Furthermore, the government is already leaning against the wind with its fiscal policy anyway, via the so-called automatic stabilisers. For example, people who lose their job receive unemployment benefits. This higher expenditure is offset by lower income because corporate income tax, personal income tax and VAT yield less during recessions than during booming times.

Countries have learned from this intervention from the past and what happens if they sit on their hands. In the United States, after the outbreak of the Great Depression in 1929, Secretary of the Treasury Andrew Mellon advised President Herbert Hoover to take the crap out of the system by liquidating everything. This means that companies had to lay off employees, investors had to dump stocks and debtors had to put their houses up for sale. A healthier economy would then rise from the ashes. But this “liquidate everything” recommendation only made the depression deeper and longer-lasting.

Are there any good sides to a recession?

Recessions can be useful. That’s why generous government intervention comes at a cost, and not just because it drives up government debt. Recessions can help cut the undergrowth in the economy, paving the way for fresh impulses. When companies disappear, personnel and capital become available for other companies.

If this process is not started because the government supports too generously, it will undermine the economic growth of the future. “Any artificially stimulated revival leaves some of the work of a recession unexecuted,” the legendary Austrian economist Joseph Schumpeter once stated. “Not only does it allow undigested problems to remain, but it also adds new ones, which can create another crisis.”
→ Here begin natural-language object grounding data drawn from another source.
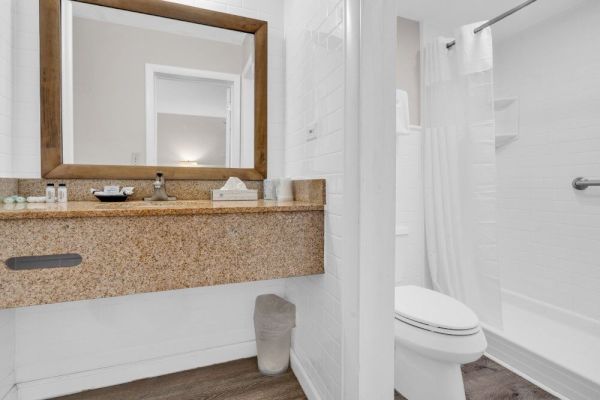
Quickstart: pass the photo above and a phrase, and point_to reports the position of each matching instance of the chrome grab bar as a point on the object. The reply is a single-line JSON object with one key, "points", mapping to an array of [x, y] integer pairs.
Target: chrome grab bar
{"points": [[583, 183]]}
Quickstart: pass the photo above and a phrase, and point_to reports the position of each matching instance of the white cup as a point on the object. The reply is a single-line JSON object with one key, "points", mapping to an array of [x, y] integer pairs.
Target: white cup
{"points": [[284, 190]]}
How will this recession end?

Since the publication of the CBS figures, economists have been pondering which ‘letter’ symbolizes the growth path of this economy, and thus will typify this recession. The chances of a V-shaped recession seem slim. After all, the economy did not collapse quickly, so it is unlikely that it will rebound sharply in the future. Something like this happened during the corona recession of 2020, when the economy shrank by more than 9 percent in the first half of the year, only to grow by 6.2 percent within three months.

We may be heading for a U-shaped recession, with the economy caving in, only to stabilize for a while before the recovery starts. That would in any case be better than with an L-shaped copy, where the recovery is not at all. Or maybe it’s going to be a recession with a K-shaped recovery, with only a few sectors finding their way back up, while others continue their way down. So there is a clear divide in the economy. Such a course was seen in the recovery from the corona pandemic.

What all these letterforms share is the uncertainty about the strength of the eventual recovery. Will we then return to the same growth path as before by catching up, or has the economy ended up on a structurally lower growth path? The future is still surrounded by too many uncertainties to give any definite answer. For example, it depends, among other things, on the further course of the war in Ukraine, the success of the fight against inflation, and therefore even the weather.